Nombre de pages : 464
J'ai été happée d'emblée par cette histoire qui se déroule de nos jours à
Marseille. Elle commence très fort par la tentative de restitution à la
DDASS de Charonne par ses parents adoptifs parce qu'elle est noire et
grosse, c'est une petite fille âgée de 6 ans qu'ils ont adoptée un an
plus tôt.
Charonne vit avec ses parents qui se montrent indifférents à son sort,
ils sont adeptes de la méditation et du dénuement et passent 6 mois de
l'année loin d'elle au Bhoutan. Vivent également dans la même maison son
grand père qui sombre dans la démence et sa grand mère qui parvient
finalement à finir par l'aimer.
L'originalité de ce livre tient dans la façon dont l'histoire de cette
famille est racontée. Charonne puis Nelly et enfin Gladys racontent
leurs vécus, leurs ressentis. Ce procédé est intéressant car on attend
avec impatience de savoir dans la partie suivante comment les autres
membres de cette famille ont vécu les événements évoqués et l'on
découvre peu à peu quelques vérités et les différents enchainements qui
ont conduit cette famille dans l'impasse dans laquelle ils se trouvent
tous.
Au cœur de ce roman on trouve le racisme absolu, les ravages de la
vieillesse décrits de façon très réaliste par Nelly, le racisme anti
gros, la filiation, l'adoption, l'enfant imaginaire, le narcissisme et
la frivolité.
J'ai trouvé l'écriture assez ordinaire mais agréable.

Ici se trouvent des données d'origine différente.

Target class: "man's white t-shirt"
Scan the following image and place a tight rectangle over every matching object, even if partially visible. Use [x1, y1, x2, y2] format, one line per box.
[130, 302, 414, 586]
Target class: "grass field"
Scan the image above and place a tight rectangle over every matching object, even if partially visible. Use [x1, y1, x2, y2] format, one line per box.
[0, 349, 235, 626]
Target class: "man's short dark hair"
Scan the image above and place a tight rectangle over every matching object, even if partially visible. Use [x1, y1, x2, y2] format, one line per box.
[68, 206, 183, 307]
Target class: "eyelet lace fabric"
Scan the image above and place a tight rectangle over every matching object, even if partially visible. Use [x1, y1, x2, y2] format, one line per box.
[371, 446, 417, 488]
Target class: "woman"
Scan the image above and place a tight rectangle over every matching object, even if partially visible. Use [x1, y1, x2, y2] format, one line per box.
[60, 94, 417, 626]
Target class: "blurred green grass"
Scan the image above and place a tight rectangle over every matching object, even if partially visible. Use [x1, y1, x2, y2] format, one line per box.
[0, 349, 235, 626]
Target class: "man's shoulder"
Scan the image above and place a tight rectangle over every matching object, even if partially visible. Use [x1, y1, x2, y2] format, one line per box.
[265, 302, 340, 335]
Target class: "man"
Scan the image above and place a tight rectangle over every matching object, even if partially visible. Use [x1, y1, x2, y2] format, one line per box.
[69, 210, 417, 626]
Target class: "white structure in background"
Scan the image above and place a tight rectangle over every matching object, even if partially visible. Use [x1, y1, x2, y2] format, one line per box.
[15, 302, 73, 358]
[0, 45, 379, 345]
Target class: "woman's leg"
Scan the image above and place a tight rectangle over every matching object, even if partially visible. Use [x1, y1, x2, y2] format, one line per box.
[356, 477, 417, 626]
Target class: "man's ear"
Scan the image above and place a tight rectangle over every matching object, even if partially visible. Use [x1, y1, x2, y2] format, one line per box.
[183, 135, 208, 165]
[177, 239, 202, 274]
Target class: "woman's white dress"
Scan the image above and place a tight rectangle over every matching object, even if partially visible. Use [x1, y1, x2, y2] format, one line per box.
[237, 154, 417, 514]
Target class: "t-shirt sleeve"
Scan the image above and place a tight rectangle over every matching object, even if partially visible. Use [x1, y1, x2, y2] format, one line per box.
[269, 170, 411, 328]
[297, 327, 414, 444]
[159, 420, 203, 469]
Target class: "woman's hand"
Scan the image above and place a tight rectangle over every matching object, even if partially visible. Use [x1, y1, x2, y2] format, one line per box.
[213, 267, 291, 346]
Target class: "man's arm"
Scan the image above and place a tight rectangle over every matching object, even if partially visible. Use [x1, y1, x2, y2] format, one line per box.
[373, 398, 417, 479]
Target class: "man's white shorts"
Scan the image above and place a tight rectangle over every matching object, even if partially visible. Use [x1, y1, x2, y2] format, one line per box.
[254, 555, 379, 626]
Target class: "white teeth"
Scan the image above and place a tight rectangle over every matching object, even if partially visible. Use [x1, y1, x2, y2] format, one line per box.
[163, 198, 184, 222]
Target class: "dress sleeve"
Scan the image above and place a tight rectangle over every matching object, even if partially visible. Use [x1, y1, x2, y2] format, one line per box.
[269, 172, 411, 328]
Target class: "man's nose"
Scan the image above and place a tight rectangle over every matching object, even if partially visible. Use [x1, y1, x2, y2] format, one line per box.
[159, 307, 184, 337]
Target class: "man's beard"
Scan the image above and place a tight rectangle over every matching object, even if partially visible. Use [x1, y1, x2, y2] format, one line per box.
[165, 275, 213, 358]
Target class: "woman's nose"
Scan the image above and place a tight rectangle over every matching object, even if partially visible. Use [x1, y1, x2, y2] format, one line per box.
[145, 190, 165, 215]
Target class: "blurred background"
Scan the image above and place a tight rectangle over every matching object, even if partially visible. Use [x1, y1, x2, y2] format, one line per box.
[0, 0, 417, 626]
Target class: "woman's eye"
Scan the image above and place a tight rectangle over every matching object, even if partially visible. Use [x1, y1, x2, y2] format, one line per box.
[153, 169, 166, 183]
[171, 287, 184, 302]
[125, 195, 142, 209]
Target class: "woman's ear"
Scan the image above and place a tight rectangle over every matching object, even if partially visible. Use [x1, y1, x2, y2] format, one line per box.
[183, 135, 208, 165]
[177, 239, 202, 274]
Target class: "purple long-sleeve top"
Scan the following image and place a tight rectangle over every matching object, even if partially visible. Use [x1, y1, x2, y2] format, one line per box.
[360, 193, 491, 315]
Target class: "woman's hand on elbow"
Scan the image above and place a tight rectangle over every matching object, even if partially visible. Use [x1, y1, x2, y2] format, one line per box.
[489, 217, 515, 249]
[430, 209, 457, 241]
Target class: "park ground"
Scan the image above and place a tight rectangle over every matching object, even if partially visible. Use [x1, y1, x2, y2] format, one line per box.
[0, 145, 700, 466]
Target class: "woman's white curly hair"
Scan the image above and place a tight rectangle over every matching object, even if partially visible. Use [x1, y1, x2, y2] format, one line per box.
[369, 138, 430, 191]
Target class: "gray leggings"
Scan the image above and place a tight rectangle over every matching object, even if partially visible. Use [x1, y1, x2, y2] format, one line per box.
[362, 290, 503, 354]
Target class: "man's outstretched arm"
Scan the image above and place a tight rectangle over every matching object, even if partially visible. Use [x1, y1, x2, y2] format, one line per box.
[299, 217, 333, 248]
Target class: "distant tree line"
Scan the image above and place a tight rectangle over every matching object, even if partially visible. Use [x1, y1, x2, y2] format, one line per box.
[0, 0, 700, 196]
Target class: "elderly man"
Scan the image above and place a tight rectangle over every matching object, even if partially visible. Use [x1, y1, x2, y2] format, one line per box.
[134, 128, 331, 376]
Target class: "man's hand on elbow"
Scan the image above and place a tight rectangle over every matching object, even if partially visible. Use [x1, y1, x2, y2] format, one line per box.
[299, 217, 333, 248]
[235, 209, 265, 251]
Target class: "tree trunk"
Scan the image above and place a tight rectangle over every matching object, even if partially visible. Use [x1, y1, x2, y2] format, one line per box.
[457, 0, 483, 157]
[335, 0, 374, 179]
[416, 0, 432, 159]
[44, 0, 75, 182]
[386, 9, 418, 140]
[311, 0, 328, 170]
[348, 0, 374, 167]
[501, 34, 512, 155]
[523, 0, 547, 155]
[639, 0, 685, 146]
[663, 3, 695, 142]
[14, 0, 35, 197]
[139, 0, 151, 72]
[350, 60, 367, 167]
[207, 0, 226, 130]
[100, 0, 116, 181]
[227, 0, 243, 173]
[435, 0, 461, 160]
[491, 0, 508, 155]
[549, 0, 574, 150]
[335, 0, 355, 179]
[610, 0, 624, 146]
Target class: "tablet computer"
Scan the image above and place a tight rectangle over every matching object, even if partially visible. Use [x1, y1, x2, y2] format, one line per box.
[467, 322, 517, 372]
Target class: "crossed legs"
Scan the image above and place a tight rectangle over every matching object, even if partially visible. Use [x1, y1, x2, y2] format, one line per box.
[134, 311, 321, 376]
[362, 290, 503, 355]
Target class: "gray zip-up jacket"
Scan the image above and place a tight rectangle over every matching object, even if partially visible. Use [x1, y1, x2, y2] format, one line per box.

Par contre, contrairement à d'autres je n'ai pas trouvé ce roman
comique, je dirai plutôt qu'il est écrit sur un ton léger, humoristique,
seule la description de sa nuit de noces par Nelly est vraiment
hilarante.
J'ai été touchée par le vécu de Gladys qui s'est sentie éclipsée et
spoliée toute sa vie. Remplie de haine, elle n'a pas su aimer les gens,
elle n'a pas su vivre tout simplement. On est ému par sa grande
souffrance due au manque d'attention et d'amour de ses parents qu'elle
appelle "parents de pacotille". Jalouse de l'amour que sa mère a porté à
sa fille, elle continue des années après son adoption à la nommer "ma
fille qui n'est pas ma fille",
C'est une histoire de non dits, de rancœurs larvées très prenante.
Citations
"Je transpire. C’est ce qui arrive fréquemment aux petites filles quand
elles sont grosses et noires – et nous touchons là au principal motif de
déception de mes parents, même si la tête sur le billot ils n’en
conviendraient pas : je suis noire. Des gens plus avertis s’en seraient
aperçus tout de suite, mais voilà, au moment de mon adoption, j’étais
plutôt d’une pâleur olivâtre due au confinement hivernal. Comme par
ailleurs j’ai toujours eu des taches de rousseur, je pouvais tout à fait
passer pour blanche. Si vous ajoutez à ça le tressage quotidien de ma
chevelure par une éducatrice capverdienne, vous comprendrez pourquoi mes
parents sont aujourd’hui estomaqués par ma métamorphose, ce vilain tour
de passe-passe qui a transformé leur miniature ivoirine en une créature
boulotte, basanée et crépue."
"L'un des grands avantages de la négligence parentale, c'est qu'elle
habitue les enfants à se tenir pour négligeables. Une fois adultes, ils
auront pris le pli et seront d'un commerce aisé, faciles à satisfaire,
contents d'un rien."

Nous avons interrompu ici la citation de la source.